While he hopes the community-supported art model will continue to expand, Garrett said he believes even now in its nascent stages it can help artists in the absence of stronger government support for the arts.
“In the absence of that, something like this can maybe fill the gaps for at least a few people,” he said.
Writer and actor Julia Marks, one of the participating artists, said she previously believed the “starving artist” stereotype — that choosing to be an artist meant that she would have to struggle. But Rhizome’s Community Supported Art initiative and the benefits it offers have led her to realize otherwise.
“Artists deserve to be workers, too,” Marks said. “Just because you’re doing something that you’re passionate about doesn’t mean your life has to be really hard.”
In addition to providing benefits for artists, the model also offers financial stability and artistic flexibility by getting them part of their stipends upfront to cover material costs, rather than waiting to be paid for a finished product.
Participant Xena Ni, a multimedia artist who also works as a full-time designer, makes this comparison: As a designer, she is paid for the time she puts into her work, not the number of widgets she designed that are ultimately sold. Yet for artists, pay typically comes only from the sale of already created works. In this way, Ni describes a community-supported arts model as artistically “freeing.”
Being “compensated by sales for specific work [is] so much harder to predict, and suddenly you’re incentivized to make work that a particular audience wants versus being compensated for the time you spent making creative stuff,” Ni said.

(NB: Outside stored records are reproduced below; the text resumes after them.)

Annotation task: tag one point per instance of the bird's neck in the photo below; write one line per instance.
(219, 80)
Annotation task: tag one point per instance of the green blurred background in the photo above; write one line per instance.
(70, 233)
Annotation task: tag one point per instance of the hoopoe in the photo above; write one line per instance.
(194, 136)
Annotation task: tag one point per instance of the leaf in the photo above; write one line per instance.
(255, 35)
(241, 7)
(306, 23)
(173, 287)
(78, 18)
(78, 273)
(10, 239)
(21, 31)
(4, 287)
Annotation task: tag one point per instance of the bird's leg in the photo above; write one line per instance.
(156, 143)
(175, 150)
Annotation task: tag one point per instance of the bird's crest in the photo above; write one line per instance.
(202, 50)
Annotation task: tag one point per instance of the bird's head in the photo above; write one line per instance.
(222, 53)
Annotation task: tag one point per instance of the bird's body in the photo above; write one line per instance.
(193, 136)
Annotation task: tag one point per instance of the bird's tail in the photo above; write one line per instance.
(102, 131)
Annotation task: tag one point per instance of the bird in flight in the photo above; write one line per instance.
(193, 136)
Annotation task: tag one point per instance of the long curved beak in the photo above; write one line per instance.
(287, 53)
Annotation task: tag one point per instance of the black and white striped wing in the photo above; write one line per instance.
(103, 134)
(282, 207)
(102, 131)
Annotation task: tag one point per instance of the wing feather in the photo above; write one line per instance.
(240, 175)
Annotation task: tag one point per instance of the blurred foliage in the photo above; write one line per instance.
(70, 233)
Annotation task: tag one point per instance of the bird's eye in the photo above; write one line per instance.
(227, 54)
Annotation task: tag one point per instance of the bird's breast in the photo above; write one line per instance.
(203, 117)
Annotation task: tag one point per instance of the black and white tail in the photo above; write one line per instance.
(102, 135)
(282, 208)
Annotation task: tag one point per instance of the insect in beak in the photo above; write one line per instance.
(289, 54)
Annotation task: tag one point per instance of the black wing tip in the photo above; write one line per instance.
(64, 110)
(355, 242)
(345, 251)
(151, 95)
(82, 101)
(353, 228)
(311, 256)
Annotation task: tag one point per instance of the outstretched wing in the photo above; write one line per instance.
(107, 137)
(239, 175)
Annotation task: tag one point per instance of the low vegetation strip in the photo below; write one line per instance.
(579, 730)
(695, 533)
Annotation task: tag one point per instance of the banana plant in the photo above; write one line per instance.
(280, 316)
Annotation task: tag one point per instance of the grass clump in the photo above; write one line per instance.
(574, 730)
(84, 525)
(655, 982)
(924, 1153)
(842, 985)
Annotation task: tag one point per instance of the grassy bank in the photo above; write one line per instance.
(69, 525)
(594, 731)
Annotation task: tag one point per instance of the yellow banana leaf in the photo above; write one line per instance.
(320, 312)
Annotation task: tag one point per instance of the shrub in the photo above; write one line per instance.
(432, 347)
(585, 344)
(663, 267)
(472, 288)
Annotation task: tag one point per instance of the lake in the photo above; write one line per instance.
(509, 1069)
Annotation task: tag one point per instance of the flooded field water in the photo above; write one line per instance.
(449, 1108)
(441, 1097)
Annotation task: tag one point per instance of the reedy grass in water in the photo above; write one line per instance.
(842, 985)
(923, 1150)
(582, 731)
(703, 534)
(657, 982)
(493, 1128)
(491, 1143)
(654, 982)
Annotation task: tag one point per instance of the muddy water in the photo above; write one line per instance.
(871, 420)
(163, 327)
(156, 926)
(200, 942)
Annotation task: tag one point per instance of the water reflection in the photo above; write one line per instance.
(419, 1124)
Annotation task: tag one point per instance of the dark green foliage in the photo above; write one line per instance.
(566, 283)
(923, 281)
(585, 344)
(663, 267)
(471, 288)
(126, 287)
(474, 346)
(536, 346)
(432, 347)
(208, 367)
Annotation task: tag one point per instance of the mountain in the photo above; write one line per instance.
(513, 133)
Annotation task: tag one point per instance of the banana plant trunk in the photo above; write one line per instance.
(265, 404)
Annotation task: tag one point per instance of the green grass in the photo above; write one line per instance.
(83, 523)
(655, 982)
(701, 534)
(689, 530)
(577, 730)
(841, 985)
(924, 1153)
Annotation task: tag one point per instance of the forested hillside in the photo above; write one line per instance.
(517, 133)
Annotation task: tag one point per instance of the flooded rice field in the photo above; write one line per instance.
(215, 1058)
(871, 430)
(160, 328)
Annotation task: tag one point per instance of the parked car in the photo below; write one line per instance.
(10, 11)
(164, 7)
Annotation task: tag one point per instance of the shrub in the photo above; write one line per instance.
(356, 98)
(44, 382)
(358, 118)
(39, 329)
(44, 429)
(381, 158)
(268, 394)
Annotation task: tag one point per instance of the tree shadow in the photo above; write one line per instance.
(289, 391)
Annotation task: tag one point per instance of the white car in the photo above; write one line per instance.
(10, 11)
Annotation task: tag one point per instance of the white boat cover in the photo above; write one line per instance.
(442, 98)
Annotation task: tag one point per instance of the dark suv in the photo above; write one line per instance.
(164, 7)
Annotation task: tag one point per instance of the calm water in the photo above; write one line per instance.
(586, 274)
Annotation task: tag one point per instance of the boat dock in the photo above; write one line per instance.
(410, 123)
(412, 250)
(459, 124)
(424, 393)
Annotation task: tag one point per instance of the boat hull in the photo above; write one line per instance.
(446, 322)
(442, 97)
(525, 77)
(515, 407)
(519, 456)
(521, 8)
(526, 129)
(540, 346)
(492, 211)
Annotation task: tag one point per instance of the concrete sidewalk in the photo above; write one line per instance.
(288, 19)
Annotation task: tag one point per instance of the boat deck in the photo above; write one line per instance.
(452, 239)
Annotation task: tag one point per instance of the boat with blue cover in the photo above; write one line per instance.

Performance artist and writer Fargo Nissim Tbakhi added that community-supported arts benefit both artists and communities by shifting away from the “wealthy collector model.” Such initiatives expand access to collecting quality art by mitigated the pressure artists feel to find wealthy individuals or institutions to purchase their art, he said.
“This offers a way into an arts ecosystem that feels less complicated, less rooted in sort of these ideas of prestige, of respectability,” Tbakhi explained. “But [it] is instead just really boiling it down to how we can make this sustainable for artists and connect them with community members.”